HTTP Introduction and Debugging

HistoryAuthor: Gordon McKinney  /
TBAWill introduce details of HTTP/1.1 and anatomy of cookies
09 Mar 2004Added several new links to Further Reading
30 Nov 2003Added Charles screenshots and HTTP/1.1 through proxies
31 Oct 2003Added links to HTTP/TCPIP books (see end)
04 Feb 2001First Release

1 Intro

"Hyper Text Transport Protocol" - HTTP is the single most important technology that drives the web and yet remains virtually transparent. Without this protocol HTML and XML via the web would not be able to perform the myriad of tasks that we put them to daily.

This article aims to cover the key concepts of HTTP, the tools needed for debugging and where to find the relevant Internet standards for more detail. Throughout later sections full graphical examples are given illustrating each concept with live web sites.

 

2 Intended Audience

Why bother learning about HTTP when for the large part most developers manage to produce web sites and never have to deal with HTTP directly.

The simple answer is that every form that's posted and every cookie that you rely on is sent over HTTP. Wouldn't it be nice to see exactly what is being sent to and from the web server and know for certain what is working and what is broken.

Here are situations where knowing how HTTP works will save your time and gain you credibility with the client.

- For developers this will provide an invaluable aid to diagnosing and testing your code, as you'll be able to construct your own HTTP messages with nothing more than notepad and telnet.

- Security audits become simpler for non-secure sites as you'll be able to determine where the weaknesses are.

- Troubleshooting such problems as "The site is not responding" when you know the server is running and pinging.

 

3 What is HTTP

HTTP is a protocol run over TCP with all the features necessary for interacting with web servers that hold text and binary resources.

TCP guarantees that packets arriving to and from the web server are error free and in the right order. It doesn't however guarantee that packets arrive no matter what the network conditions are. When communications are congested or unavailable web page delivery is slow and can time-out.

The sections below outline the key features of HTTP and therefore how a browser and web server interact.

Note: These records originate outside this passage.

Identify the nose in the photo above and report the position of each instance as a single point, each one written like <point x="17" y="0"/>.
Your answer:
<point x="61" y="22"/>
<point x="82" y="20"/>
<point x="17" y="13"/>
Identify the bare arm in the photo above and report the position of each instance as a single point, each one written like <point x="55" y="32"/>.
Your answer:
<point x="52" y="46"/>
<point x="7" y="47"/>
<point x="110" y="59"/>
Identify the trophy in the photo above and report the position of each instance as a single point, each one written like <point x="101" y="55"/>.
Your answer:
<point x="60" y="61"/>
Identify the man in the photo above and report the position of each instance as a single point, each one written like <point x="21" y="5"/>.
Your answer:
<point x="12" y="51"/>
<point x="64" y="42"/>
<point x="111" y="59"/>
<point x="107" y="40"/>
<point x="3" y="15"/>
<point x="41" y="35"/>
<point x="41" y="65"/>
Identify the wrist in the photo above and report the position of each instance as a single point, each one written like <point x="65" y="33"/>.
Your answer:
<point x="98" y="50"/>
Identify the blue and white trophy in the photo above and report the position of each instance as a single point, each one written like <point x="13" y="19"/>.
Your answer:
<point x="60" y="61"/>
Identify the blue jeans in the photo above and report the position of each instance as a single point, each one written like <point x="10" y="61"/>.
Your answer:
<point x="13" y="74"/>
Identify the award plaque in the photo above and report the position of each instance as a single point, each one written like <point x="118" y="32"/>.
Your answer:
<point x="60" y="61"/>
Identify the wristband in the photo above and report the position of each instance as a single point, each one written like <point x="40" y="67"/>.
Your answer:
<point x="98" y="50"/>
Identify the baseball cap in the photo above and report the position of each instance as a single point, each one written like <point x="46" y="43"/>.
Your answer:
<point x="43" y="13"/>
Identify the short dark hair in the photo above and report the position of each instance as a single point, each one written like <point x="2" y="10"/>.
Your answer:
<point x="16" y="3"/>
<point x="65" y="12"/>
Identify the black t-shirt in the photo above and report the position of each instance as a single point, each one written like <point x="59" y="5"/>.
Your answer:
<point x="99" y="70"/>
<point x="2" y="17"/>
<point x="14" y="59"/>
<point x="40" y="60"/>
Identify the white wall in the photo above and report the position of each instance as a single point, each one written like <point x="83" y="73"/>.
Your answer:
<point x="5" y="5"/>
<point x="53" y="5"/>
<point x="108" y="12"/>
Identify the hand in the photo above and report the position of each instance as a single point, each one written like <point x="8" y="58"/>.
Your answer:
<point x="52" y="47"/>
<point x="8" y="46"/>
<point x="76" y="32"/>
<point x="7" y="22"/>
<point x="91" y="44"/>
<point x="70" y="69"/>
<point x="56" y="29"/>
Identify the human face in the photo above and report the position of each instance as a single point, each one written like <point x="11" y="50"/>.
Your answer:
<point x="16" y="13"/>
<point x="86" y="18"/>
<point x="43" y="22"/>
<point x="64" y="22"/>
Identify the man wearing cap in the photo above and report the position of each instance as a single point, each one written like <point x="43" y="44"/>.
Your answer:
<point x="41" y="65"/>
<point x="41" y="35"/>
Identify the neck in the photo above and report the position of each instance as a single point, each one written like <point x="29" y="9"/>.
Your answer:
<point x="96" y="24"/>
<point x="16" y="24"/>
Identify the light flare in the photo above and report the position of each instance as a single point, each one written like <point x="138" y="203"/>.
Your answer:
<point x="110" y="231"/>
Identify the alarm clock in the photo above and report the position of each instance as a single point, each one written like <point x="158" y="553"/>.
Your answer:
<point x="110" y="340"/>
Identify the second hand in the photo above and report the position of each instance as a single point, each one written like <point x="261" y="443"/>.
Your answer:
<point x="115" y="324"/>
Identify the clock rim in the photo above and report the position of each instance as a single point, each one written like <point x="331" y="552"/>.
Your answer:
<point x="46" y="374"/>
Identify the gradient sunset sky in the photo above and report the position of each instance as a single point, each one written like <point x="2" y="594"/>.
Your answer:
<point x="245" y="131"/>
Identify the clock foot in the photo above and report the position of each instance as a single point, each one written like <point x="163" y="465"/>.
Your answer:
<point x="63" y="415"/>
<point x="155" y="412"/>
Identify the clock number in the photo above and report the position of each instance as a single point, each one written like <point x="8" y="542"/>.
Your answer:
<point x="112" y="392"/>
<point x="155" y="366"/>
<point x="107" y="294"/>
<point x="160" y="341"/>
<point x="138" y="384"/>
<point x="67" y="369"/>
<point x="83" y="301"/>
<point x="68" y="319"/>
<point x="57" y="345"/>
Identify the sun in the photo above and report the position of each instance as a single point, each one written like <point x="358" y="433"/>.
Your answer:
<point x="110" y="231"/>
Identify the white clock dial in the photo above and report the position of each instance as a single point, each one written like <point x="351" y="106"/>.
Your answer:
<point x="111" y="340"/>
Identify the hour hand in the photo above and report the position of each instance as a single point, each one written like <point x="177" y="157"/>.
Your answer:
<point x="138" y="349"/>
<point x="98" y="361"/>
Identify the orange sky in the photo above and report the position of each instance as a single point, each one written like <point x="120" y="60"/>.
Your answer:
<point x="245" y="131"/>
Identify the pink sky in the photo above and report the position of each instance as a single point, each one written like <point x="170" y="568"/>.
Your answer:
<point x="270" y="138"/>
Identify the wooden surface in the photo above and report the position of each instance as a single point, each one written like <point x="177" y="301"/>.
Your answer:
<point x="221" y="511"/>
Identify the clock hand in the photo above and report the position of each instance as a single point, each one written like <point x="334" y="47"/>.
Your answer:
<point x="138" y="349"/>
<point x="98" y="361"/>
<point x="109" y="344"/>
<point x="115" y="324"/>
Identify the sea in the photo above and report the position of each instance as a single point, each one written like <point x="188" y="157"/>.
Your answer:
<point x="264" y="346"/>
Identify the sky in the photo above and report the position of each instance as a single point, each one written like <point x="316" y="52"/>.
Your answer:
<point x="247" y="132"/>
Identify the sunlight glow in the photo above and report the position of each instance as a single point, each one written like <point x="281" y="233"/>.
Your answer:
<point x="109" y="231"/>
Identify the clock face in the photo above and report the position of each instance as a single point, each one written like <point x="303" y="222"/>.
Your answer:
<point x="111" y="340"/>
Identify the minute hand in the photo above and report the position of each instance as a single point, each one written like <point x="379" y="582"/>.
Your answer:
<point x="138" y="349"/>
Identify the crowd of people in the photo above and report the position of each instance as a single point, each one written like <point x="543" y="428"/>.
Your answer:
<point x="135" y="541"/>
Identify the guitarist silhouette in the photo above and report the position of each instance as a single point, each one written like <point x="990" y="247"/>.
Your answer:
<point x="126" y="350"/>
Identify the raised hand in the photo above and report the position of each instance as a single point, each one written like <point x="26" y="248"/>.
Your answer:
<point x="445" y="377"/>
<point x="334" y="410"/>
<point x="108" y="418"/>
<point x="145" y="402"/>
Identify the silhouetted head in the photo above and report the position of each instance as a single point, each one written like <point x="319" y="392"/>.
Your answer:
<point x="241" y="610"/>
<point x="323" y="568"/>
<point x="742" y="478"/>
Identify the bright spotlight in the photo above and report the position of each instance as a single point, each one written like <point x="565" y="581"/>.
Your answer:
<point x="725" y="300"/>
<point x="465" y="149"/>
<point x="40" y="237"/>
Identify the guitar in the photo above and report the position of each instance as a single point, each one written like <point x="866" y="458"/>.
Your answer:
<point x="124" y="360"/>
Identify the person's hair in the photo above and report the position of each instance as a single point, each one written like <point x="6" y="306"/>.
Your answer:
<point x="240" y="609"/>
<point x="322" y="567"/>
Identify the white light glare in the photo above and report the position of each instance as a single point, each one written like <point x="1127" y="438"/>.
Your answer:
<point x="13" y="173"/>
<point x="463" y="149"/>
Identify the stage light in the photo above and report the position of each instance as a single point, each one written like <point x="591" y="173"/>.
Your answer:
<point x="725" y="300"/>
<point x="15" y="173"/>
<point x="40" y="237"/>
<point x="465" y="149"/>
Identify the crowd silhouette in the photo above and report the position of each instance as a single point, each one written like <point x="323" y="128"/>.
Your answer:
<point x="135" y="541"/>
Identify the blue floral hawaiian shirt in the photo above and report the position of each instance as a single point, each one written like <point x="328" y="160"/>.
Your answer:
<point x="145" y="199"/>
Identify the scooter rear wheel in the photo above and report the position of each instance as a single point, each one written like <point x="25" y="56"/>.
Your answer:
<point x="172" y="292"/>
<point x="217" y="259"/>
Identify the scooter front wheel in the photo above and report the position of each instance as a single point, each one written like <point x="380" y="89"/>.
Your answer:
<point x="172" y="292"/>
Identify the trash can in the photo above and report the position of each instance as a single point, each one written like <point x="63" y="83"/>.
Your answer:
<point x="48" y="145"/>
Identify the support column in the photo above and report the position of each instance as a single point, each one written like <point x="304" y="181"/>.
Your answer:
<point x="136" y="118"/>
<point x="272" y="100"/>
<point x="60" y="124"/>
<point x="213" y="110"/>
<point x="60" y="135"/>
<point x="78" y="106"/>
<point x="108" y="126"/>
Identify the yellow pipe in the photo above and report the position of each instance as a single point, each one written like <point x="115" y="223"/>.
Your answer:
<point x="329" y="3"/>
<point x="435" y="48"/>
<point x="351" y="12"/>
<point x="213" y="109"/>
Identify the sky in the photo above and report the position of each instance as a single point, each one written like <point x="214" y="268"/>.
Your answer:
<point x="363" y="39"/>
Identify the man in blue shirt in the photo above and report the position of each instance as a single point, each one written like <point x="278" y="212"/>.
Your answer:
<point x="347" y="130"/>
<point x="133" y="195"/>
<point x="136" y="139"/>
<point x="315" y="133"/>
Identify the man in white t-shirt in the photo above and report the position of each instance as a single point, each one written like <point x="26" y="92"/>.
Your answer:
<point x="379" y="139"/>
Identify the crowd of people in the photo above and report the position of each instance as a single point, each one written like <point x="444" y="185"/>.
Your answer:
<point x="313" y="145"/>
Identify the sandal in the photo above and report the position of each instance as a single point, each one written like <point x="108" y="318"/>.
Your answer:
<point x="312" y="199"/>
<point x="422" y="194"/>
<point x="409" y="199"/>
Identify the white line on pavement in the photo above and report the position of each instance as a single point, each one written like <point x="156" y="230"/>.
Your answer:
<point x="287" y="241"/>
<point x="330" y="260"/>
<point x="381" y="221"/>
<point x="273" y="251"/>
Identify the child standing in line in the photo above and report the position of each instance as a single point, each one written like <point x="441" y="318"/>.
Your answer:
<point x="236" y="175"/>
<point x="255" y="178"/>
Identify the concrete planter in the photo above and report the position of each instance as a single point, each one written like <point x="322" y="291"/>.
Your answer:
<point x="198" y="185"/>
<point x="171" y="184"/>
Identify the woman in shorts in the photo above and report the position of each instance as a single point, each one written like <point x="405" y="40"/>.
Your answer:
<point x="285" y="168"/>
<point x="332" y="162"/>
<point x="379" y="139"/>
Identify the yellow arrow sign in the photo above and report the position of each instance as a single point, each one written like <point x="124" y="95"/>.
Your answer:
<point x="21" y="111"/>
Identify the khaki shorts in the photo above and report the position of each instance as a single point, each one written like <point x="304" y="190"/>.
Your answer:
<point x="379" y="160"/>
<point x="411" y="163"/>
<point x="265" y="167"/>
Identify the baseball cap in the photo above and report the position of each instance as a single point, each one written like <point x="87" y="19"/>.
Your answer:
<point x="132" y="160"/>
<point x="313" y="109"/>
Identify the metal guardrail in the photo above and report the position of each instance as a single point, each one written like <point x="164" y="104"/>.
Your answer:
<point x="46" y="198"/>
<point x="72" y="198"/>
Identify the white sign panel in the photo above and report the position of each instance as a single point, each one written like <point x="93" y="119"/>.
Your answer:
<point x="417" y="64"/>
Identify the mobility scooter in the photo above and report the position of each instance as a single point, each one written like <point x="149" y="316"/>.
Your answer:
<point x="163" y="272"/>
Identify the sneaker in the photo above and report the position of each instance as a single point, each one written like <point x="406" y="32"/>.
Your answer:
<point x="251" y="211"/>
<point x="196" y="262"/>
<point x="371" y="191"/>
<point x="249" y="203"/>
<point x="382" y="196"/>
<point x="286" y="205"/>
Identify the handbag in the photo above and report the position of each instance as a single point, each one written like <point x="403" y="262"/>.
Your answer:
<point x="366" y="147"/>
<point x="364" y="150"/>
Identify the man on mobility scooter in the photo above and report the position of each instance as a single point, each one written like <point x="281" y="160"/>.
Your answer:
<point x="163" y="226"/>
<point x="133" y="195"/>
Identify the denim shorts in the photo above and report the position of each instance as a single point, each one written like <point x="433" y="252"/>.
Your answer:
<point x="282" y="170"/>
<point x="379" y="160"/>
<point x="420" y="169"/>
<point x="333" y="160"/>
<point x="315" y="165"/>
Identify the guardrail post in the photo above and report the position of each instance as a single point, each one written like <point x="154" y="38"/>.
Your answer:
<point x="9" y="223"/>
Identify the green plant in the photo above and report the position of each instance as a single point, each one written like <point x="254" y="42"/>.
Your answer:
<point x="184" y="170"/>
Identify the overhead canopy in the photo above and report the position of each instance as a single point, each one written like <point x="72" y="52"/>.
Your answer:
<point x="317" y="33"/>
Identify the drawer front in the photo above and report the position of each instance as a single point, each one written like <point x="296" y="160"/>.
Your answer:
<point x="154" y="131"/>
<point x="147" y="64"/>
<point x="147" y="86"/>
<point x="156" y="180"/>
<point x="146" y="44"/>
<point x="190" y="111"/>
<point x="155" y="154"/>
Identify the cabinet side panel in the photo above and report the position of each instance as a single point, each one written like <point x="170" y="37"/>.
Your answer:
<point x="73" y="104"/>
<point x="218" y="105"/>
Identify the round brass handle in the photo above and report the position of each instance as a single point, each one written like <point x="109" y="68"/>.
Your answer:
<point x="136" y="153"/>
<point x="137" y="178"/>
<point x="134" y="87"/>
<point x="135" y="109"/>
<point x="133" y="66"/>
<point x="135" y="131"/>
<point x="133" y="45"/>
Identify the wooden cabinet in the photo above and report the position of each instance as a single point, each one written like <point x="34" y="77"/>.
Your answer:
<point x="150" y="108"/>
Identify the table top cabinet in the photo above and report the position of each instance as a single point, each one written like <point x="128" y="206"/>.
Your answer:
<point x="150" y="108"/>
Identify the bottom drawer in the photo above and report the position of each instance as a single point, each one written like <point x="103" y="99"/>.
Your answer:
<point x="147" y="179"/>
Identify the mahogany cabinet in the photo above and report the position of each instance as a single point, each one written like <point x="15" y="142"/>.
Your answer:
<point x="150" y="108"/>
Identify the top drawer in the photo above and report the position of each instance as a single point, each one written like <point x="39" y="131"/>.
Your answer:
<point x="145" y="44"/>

Knowing this when writing client side JavaScript and server side ASP or Vignette will save many hours of head scratching when code doesn't work.

3.1 Asynchronous Protocol

Asynchronous means "not at the same time". This is the basis of the request-response architecture of HTTP.

A request is issued and the response will return some time later. The web browser will not wait for the response actively, instead it will leave the line of communication to the server open until the response or a timeout occurs.

It is important to note that it is request-response from the client web browser. A server cannot send unsolicited responses. There are however web-push technologies that are not discussed here.

A web browser is configured to have no more than two outstanding requests open concurrently. This is defined in the HTTP specification and is designed to prevent overloading of the server by any single individual.

3.2 The Request

The most frequently used requests are GET and POST. The GET fetches a resource from the web server using a path, not a fully qualified URL as the server is implicitly the second party in the communication.

GET /index.html HTTP/1.1
Host: www.aserver.org

Virtual hosting on certain servers can make use of the intended host in the URL so it is included in the message header with the "Host" directive.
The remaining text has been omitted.